Preprocessing Our Data

I will be using the Zemberek library to process our data. Zemberek is a natural language processing (NLP) tool for the Turkish language. The steps that I will be using are:

  • Sentence normalization
  • Removing punctuations, mentions, digits, and emojis
  • Tokenization
  • Removing stop words
  • Lemmatization
data["text"] = data["text"].apply(lambda x: str(normalizer.normalize(JString(x))))
data["text"] = data["text"].apply(lambda x: "".join([i for i in x if i not in string.punctuation]))
data["text"] = data["text"].apply(lambda x: "".join([i for i in x if not i.isdigit()]))
data["text"] = data["text"].apply(lambda x: tokenize(x))
data["text"] = data["text"].apply(lambda x: [i for i in x if i not in stop_words])
data["text"] = data["text"].apply(lambda x: [lemmatize(i) for i in x])
data["text"] = data["text"].apply(lambda x: " ".join([i for i in x]))

Visualizing the Data

I will be using the matplotlib library in python to visualize our data.

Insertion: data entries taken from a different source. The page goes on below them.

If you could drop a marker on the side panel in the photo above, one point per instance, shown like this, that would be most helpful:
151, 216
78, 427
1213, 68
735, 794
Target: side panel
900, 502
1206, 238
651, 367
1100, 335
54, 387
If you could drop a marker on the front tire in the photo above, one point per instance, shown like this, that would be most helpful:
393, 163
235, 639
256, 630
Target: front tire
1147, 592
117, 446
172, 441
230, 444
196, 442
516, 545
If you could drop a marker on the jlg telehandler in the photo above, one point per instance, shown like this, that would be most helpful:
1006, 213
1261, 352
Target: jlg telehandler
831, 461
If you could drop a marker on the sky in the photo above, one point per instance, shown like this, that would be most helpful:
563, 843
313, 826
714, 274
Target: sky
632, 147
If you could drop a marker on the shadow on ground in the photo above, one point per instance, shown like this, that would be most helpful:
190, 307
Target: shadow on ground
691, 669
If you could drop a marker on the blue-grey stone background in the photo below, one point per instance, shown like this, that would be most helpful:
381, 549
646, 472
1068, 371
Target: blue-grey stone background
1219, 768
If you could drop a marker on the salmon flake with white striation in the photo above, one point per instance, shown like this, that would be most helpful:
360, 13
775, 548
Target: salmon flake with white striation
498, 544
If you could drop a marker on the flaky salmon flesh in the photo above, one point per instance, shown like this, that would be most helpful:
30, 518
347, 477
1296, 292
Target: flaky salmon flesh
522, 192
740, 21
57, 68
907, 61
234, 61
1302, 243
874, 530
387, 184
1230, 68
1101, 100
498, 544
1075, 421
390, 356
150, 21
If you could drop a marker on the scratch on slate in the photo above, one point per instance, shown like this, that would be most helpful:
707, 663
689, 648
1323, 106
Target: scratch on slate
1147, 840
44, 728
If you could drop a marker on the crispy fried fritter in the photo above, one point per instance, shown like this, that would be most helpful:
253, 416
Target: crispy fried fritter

Negative - Positive Balance

alt text We can see from the graph that we have a nice balance in our data.

Most Used Words

alt text Seems pretty reasonable. Nothing interesting here.

Most Used Word Combinations (Bigram)

alt text Now that is interesting. The most used 2-word combinations are "orospu çocuk" and "am koy". Since we lemmatized the data, it shows the lemmatized version of very common bad words. What if we don't lemmatize?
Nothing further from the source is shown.